Cibula yeah I have 3 chargers, 7 tools (3 that are overpowering the batteries) and 6 batteries which all fail the same way. the only logical conclusion is that the system overall is flawed. And I agree they are nice tools...but if the batteries are to weak to handle the draw from the tools then the whole line is foobar.


----------



## cibula11 (Jan 6, 2007)

I guess it all comes down to how often you use them. If your an avid DIYer than they'll work just fine. If your a contractor I'd go for near top of the line.


----------



## duburban (Apr 10, 2008)

Craftsman tools just suck and thats all there is to it.
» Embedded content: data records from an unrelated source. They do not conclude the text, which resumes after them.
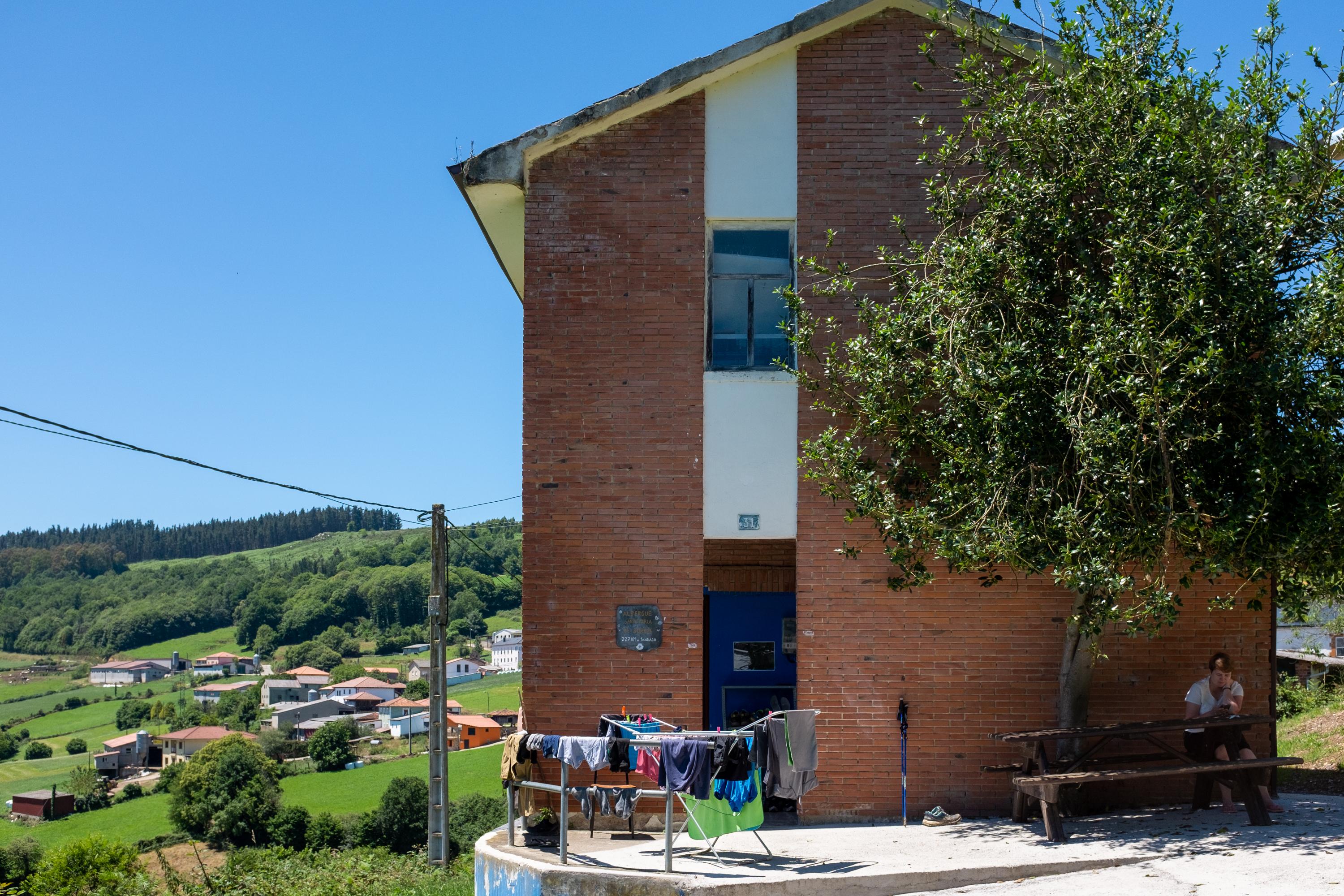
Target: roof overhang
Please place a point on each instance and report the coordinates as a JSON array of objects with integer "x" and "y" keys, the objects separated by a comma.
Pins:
[{"x": 494, "y": 183}]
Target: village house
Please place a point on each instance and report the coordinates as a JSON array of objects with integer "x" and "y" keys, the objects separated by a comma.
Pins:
[
  {"x": 370, "y": 687},
  {"x": 226, "y": 664},
  {"x": 507, "y": 655},
  {"x": 128, "y": 754},
  {"x": 675, "y": 562},
  {"x": 213, "y": 692},
  {"x": 131, "y": 672},
  {"x": 292, "y": 714},
  {"x": 478, "y": 731},
  {"x": 310, "y": 677},
  {"x": 283, "y": 691},
  {"x": 181, "y": 746}
]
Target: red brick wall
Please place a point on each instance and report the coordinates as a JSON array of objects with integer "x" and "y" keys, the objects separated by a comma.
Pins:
[
  {"x": 969, "y": 661},
  {"x": 613, "y": 346}
]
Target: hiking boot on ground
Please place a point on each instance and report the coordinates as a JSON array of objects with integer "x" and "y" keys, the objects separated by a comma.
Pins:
[{"x": 936, "y": 817}]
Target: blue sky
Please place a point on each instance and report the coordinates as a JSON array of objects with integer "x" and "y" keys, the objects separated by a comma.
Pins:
[{"x": 228, "y": 233}]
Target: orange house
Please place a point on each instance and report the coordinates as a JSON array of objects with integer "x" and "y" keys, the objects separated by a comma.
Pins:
[{"x": 478, "y": 731}]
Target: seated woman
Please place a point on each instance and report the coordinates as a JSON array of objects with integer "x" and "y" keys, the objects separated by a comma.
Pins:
[{"x": 1217, "y": 698}]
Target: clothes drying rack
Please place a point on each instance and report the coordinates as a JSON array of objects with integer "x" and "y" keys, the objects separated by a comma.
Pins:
[{"x": 667, "y": 796}]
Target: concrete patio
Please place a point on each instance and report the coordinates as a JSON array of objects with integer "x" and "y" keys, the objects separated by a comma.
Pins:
[{"x": 879, "y": 860}]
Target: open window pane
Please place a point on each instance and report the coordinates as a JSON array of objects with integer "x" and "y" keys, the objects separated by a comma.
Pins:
[
  {"x": 769, "y": 312},
  {"x": 752, "y": 252},
  {"x": 730, "y": 323}
]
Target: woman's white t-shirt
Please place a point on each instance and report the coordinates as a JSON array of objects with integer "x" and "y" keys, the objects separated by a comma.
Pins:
[{"x": 1201, "y": 694}]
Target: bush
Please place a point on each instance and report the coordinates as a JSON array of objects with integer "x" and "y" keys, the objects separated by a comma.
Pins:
[
  {"x": 19, "y": 859},
  {"x": 93, "y": 866},
  {"x": 89, "y": 788},
  {"x": 289, "y": 828},
  {"x": 472, "y": 816},
  {"x": 326, "y": 832},
  {"x": 228, "y": 793},
  {"x": 401, "y": 821},
  {"x": 134, "y": 714},
  {"x": 168, "y": 777},
  {"x": 1293, "y": 699},
  {"x": 330, "y": 746},
  {"x": 129, "y": 792}
]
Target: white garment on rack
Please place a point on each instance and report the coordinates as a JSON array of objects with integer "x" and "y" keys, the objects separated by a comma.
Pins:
[{"x": 576, "y": 751}]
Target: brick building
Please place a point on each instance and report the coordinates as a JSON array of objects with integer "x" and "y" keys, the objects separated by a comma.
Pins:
[{"x": 646, "y": 236}]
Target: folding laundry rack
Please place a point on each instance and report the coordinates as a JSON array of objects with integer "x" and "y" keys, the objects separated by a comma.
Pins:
[{"x": 667, "y": 796}]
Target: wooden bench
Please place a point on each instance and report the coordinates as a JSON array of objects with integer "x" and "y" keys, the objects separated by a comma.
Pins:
[{"x": 1046, "y": 788}]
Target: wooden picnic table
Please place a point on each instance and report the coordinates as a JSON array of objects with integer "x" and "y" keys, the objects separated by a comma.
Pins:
[{"x": 1042, "y": 775}]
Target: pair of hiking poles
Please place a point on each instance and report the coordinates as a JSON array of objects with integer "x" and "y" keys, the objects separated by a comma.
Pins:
[{"x": 904, "y": 718}]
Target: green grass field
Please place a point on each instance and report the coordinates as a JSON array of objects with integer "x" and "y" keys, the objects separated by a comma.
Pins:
[
  {"x": 23, "y": 689},
  {"x": 21, "y": 775},
  {"x": 131, "y": 821},
  {"x": 492, "y": 692},
  {"x": 470, "y": 771},
  {"x": 193, "y": 646},
  {"x": 507, "y": 620}
]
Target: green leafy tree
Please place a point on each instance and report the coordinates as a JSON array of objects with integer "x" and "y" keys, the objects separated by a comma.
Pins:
[
  {"x": 289, "y": 828},
  {"x": 89, "y": 867},
  {"x": 326, "y": 832},
  {"x": 228, "y": 793},
  {"x": 89, "y": 789},
  {"x": 9, "y": 746},
  {"x": 19, "y": 859},
  {"x": 265, "y": 641},
  {"x": 1112, "y": 355},
  {"x": 134, "y": 714},
  {"x": 401, "y": 820},
  {"x": 330, "y": 745},
  {"x": 311, "y": 653},
  {"x": 474, "y": 816}
]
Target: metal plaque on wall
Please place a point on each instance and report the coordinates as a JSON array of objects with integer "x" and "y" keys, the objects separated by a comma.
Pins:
[{"x": 639, "y": 626}]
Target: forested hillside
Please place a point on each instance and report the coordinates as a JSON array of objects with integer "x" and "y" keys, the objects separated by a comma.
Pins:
[
  {"x": 139, "y": 540},
  {"x": 373, "y": 585}
]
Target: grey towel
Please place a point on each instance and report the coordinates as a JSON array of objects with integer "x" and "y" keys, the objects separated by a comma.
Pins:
[
  {"x": 785, "y": 781},
  {"x": 801, "y": 728}
]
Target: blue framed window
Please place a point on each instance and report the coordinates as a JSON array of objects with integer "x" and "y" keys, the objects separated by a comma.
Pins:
[{"x": 748, "y": 316}]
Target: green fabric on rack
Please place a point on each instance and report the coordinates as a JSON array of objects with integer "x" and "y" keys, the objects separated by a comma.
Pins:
[{"x": 714, "y": 817}]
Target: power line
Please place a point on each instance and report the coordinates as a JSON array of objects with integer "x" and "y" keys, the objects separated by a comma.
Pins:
[{"x": 84, "y": 436}]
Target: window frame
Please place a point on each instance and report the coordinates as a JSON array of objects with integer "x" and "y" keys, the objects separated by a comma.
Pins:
[{"x": 745, "y": 224}]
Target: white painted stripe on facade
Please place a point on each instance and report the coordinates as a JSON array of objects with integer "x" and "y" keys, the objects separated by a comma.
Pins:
[
  {"x": 752, "y": 142},
  {"x": 750, "y": 454}
]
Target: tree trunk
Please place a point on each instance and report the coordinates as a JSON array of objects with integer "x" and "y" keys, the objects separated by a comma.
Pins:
[{"x": 1076, "y": 671}]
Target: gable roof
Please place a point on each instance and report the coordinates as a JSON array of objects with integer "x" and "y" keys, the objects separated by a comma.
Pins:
[
  {"x": 206, "y": 732},
  {"x": 494, "y": 183},
  {"x": 307, "y": 671},
  {"x": 476, "y": 722},
  {"x": 365, "y": 681}
]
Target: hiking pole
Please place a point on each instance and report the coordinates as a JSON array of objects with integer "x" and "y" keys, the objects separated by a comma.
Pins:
[{"x": 904, "y": 716}]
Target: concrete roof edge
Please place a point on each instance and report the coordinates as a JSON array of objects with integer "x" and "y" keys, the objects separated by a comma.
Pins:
[{"x": 506, "y": 163}]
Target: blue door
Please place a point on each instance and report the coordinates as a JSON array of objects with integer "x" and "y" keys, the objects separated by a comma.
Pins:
[{"x": 753, "y": 663}]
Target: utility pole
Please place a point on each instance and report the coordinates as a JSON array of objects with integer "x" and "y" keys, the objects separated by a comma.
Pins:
[{"x": 439, "y": 840}]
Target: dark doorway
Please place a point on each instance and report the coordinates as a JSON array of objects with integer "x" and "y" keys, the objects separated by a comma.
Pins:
[{"x": 753, "y": 663}]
Use them for ratchets and sh#t... Your pushing it with cordless sawing anyway. best i've used has been 14.4 nicad makita. plug in to cut... don't waste cordless money on the cheap ones guys!


----------



## Highlander (Mar 2, 2009)

I love my little cordless Ryobi circular saw. Only 5.5 inch blade, but will happily go through 2x stud. For making just a few cuts it makes things quick and easy. No extension cords, and it's lighter, and feels safer than a regular corded model.

Some people might think of them as 'toys', but it gets the small jobs done with less effort. Used it yesterday to make a couple of cuts across a 2x4 and one lengthwise about 3 feet. I don't expect to get a lot out of the battery with the saw, and would pull out the corded tool if I had a lot of work to do.


----------



## cibula11 (Jan 6, 2007)

duburban said:


> Craftsman tools just suck and thats all there is to it. Use them for ratchets and sh#t... Your pushing it with cordless sawing anyway. best i've used has been 14.4 nicad makita. plug in to cut... don't waste cordless money on the cheap ones guys!


I've never had a problem and I own several craftsman tools. Like I said for a DIYer they'll be fine...


----------